We do not know exactly how common this disorder is. It has been reported in less than 30 people to date.
What are the signs and symptoms?
Symptoms occur in episodes after long periods without food (fasting) or illness such as gastroenteritis. These episodes are often called crises, and they are often sudden and severe. Symptoms include:
- An enlarged liver (hepatomegaly)
- Low blood sugar (hypoglycaemia)
If left untreated, crises can progress to cause permanent brain damage, and life-threatening coma. An early diagnosis and correct management of the condition is vital in avoiding these symptoms.
There are often no symptoms between these crises.
How is it diagnosed?
Due to this disorder having no irregular results on blood and urine tests routinely taken during periods without symptoms, it may be difficult to diagnose. Diagnosis is therefore made with the correct metabolic tests taken during a period of illness or fasting and is confirmed via genetic testing.
Can it be treated?
There is no cure for this disorder, it is a lifelong condition. Treatment is based on avoiding long periods without food and. You will be given a special emergency regimen to follow during times of illness which limits or prevents food intake. Your metabolic team will explain this to you in full.
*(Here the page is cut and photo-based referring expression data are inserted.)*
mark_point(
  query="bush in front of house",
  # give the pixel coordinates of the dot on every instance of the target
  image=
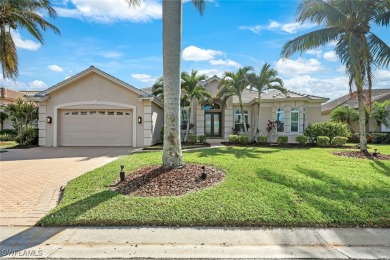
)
(233, 139)
(329, 129)
(243, 139)
(323, 141)
(302, 140)
(282, 140)
(192, 138)
(339, 140)
(262, 139)
(202, 138)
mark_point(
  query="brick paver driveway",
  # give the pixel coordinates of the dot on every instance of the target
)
(30, 179)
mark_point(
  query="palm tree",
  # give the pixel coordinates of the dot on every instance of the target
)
(192, 89)
(172, 14)
(348, 22)
(3, 117)
(233, 84)
(381, 114)
(266, 80)
(346, 115)
(16, 14)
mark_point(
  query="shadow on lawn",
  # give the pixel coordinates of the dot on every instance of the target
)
(339, 202)
(245, 152)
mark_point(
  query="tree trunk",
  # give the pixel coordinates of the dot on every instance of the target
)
(362, 118)
(242, 115)
(172, 12)
(188, 122)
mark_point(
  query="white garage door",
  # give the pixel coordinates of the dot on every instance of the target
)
(95, 127)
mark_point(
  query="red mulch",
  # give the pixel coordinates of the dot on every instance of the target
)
(155, 181)
(363, 155)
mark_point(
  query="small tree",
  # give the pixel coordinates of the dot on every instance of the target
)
(380, 113)
(3, 117)
(22, 114)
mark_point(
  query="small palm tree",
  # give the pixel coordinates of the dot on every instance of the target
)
(16, 14)
(266, 80)
(233, 84)
(172, 14)
(3, 117)
(348, 22)
(346, 115)
(381, 114)
(192, 89)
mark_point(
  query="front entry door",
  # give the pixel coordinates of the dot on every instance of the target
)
(212, 126)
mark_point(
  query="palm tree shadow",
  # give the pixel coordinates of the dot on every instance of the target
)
(38, 235)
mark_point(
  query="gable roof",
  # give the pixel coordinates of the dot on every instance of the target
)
(84, 73)
(351, 99)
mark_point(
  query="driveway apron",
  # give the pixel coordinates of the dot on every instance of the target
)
(31, 179)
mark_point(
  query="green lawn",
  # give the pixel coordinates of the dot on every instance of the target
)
(263, 187)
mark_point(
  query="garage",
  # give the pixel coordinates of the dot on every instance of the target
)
(95, 127)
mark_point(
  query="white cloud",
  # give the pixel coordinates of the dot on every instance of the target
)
(297, 67)
(55, 68)
(330, 56)
(193, 53)
(227, 63)
(108, 11)
(24, 43)
(146, 78)
(290, 28)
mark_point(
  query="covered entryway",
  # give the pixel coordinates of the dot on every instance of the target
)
(94, 127)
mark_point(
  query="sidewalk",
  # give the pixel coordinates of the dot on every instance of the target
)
(197, 242)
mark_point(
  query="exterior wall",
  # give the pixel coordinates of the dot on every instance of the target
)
(95, 92)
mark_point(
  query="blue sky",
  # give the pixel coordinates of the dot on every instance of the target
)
(127, 43)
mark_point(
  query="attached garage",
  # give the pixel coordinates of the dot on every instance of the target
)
(82, 127)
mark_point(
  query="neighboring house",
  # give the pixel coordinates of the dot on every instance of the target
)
(94, 108)
(350, 99)
(8, 96)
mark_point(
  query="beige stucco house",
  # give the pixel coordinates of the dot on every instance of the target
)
(94, 108)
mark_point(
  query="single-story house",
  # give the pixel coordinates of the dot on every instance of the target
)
(377, 95)
(94, 108)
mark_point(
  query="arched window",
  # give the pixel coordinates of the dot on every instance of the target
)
(237, 119)
(280, 119)
(294, 120)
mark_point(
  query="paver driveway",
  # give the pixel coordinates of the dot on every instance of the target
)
(30, 179)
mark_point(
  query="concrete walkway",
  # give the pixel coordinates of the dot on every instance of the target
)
(161, 242)
(30, 179)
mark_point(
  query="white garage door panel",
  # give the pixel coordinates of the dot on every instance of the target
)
(95, 129)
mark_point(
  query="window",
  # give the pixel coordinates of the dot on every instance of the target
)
(294, 120)
(237, 119)
(184, 116)
(280, 119)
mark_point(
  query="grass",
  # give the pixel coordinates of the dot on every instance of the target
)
(263, 187)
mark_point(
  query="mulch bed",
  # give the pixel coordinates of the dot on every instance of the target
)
(363, 155)
(155, 181)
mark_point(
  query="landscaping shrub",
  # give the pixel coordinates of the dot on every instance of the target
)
(202, 138)
(192, 138)
(302, 140)
(339, 140)
(243, 139)
(329, 129)
(262, 139)
(233, 138)
(323, 140)
(282, 140)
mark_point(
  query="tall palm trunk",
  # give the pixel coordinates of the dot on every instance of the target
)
(362, 118)
(242, 115)
(172, 13)
(188, 122)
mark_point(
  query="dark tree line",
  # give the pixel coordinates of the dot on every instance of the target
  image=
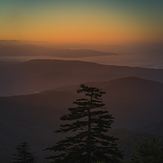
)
(88, 122)
(86, 136)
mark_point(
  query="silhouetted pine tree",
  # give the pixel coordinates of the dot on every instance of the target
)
(23, 155)
(87, 125)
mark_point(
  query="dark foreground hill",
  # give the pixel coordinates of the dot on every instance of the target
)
(39, 75)
(136, 103)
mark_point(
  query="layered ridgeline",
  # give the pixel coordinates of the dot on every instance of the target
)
(34, 76)
(135, 103)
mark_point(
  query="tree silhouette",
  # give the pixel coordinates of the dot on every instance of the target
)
(86, 128)
(23, 155)
(149, 150)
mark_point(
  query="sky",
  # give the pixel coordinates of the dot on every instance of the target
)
(90, 22)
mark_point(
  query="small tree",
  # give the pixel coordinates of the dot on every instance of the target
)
(149, 151)
(87, 123)
(23, 155)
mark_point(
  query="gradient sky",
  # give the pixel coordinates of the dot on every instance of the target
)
(82, 21)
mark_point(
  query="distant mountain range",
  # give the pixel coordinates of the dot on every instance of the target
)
(135, 103)
(33, 76)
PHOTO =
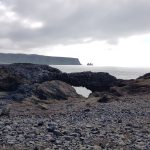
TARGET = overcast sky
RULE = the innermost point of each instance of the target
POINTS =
(104, 32)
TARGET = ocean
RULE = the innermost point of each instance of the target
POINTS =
(118, 72)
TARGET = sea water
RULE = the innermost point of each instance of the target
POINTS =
(118, 72)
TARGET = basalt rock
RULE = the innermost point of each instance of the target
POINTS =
(14, 75)
(55, 90)
(99, 81)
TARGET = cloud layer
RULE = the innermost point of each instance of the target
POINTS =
(27, 24)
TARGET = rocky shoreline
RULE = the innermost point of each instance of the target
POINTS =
(40, 110)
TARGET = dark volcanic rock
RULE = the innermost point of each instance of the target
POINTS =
(55, 90)
(13, 75)
(99, 81)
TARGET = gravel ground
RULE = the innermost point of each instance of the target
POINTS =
(78, 125)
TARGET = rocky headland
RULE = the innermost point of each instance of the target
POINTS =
(40, 110)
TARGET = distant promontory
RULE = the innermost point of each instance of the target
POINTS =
(8, 58)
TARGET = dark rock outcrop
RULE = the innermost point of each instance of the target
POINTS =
(24, 80)
(14, 75)
(55, 90)
(99, 81)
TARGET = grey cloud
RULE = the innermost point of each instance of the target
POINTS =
(67, 21)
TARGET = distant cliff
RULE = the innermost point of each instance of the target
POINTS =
(37, 59)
Do my family need to be tested?
This disorder can only be passed on to a child if both parents have a copy of the faulty gene. This is called autosomal recessive inheritance. A person who has a copy of the faulty gene is known as a carrier.
If both parents are carriers, their child has a one in four (25%) chance of inheriting the disorder, and a one in two chance (50%) of being a carrier. This is the same for each child the parents have.
If the child only inherits one copy of the faulty gene, they will be a carrier but will not have the disorder. In some rare cases, carriers have had mild symptoms of the disorder for which they carry the faulty gene.
Once you receive a diagnosis, you can speak to a genetic counsellor. They can provide further information about inheritance and can also tell you about genetic testing for the rest of your family.